Claire Von Corda

En Pause

Les voitures ne sont pas simplement réservées aux personnages de Fast and Furious. Dans une voiture, on s’isole, on se retrouve, parfois on se caresse. Tout peut arriver, dans le lieu étroit de l’habitacle, sur un parking, une pause déjeuner… Quand à l’immobilité du métal répond le mouvement féroce des corps. Pour ce dimanche, pas besoin d’attacher votre ceinture. Laissez-vous conduire par la grande Claire Von Corda pour ce texte à haute vitesse érotique. 

Victor me chauffe, et puis après, Victor m’oublie. Surexcitée, au taf, je charge les rouleaux, traverse l’atelier, attrape les plaques de PVC, charge les machines et surveille l’écran de mon portable toutes les secondes.

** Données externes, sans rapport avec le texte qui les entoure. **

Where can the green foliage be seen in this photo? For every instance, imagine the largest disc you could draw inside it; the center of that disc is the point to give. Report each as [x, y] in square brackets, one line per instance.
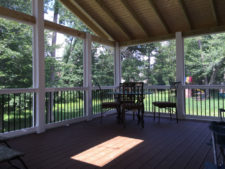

Depuis vingt minutes, il m’affole en me racontant toutes les saletés qu’il me ferait si nous étions nus dans sa caravane inventée, perdue dans le Lot ou n’importe quel bled débile et d’un coup, plus de réponse. Je ne sais pas s’il est parti se branler, mais moi, ça me démange. En plein milieu de l’action, il me mangeait la chatte, j’écartais les jambes, sa langue souple, moi trempée. Mes mots étaient peut-être trop crus, le message a été lu pourtant. Dans le bruit de fraisage et de coupe, les visuels s’impriment. Seule, je vérifie la température des encres ; mon binôme est parti dans l’après-midi. Plus que quatre exemplaires et la commande est finie. Mes pas, immenses et nerveux d’un bout à l’autre, le désir me brûle, Victor m’énerve. Il se dégonfle toujours au moment crucial. Aucun signe depuis six minutes, j’abandonne.

— Je peux prendre ma pause maintenant, chef ?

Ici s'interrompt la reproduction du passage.